3.4. Limitations of the Study

Despite the encouraging results, the present study has several limitations.

First, although physicochemical compatibility and stability were extensively tested, the bioavailability of the active substances and their potential synergistic interactions in vivo remain to be elucidated. Second, the antioxidant activity was evaluated only in vitro, without investigating the in vivo antioxidant potential of the F1 formulation. Third, safety evaluations were limited to acute toxicity and short-term ototoxicity assessments in small animal models. These models do not always predict long-term toxic effects or rare adverse reactions, nor can they replicate the complexity of the human sensorineural hearing system. Therefore, supplementary studies, including long-term safety evaluations, pharmacokinetic profiling, efficacy testing in disease models, and ultimately clinical trials, are necessary to confirm the therapeutic potential of the developed formulation.

4. Conclusions

The present study successfully developed and characterized a novel capsule formulation, containing nicergoline, piracetam, and hawthorn extract, intended for the management of sensorineural hearing loss.

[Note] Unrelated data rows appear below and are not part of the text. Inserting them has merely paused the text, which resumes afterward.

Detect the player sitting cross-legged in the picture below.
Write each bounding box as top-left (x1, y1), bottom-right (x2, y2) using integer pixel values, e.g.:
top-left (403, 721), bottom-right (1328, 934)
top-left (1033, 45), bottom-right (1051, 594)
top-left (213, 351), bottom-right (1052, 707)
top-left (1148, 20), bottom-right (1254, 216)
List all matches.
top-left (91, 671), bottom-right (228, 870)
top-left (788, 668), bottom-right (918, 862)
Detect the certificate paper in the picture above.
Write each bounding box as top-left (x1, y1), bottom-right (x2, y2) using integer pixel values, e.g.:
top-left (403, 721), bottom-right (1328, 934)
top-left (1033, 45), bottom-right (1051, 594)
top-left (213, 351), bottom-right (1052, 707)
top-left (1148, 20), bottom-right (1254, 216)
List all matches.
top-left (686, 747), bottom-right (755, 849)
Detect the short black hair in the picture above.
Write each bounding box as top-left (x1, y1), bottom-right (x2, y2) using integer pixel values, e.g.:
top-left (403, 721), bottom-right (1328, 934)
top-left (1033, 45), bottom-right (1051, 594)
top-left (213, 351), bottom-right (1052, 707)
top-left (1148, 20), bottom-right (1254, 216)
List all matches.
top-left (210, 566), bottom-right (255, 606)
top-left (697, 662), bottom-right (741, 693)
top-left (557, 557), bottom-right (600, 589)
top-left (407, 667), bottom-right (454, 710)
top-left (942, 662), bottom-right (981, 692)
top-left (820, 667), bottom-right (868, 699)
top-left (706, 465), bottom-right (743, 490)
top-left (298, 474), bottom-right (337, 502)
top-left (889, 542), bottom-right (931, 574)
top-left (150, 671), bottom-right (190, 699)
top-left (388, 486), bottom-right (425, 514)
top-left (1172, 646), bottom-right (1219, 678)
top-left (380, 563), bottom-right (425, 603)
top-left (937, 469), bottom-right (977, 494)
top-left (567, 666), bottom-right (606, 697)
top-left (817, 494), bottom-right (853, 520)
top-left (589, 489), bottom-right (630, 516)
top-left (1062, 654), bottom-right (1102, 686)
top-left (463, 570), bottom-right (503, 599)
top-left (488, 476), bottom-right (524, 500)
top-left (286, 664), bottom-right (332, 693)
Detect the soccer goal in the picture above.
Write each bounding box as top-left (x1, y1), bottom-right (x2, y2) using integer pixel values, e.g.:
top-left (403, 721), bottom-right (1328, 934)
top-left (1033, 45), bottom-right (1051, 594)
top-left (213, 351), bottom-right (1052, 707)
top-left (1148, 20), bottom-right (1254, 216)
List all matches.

In the first phase, the physicochemical and pharmaco-technical analyses demonstrated the compatibility and stability of the active ingredients and excipients. The proposed formulations were evaluated for flowability, dissolution kinetics in both neutral and acidic media, and stability under oxidative, thermal, and photolytic stress conditions. Following the selection of the optimal formulation (F1), the antioxidant assays indicated that the formulation possesses an important radical scavenging and iron-chelating activity, largely due to the flavonoid content of the hawthorn extract. Finally, acute toxicity studies in mice and rats indicated a high safety margin (LD₅₀ > 2500 mg/kg), with no mortality or significant adverse effects. Additionally, ototoxicity assessments revealed no negative impact on auditory function. However, further evaluations are necessary to confirm the long-term safety and efficacy of the proposed capsule formulation.

Taken together, these results support the safety, stability, and functional potential of the novel capsule formulation. Additionally, the study serves as a practical model for the development and evaluation of a newly fixed-dose combination, providing a structured pipeline from preformulation to in vivo safety assessment.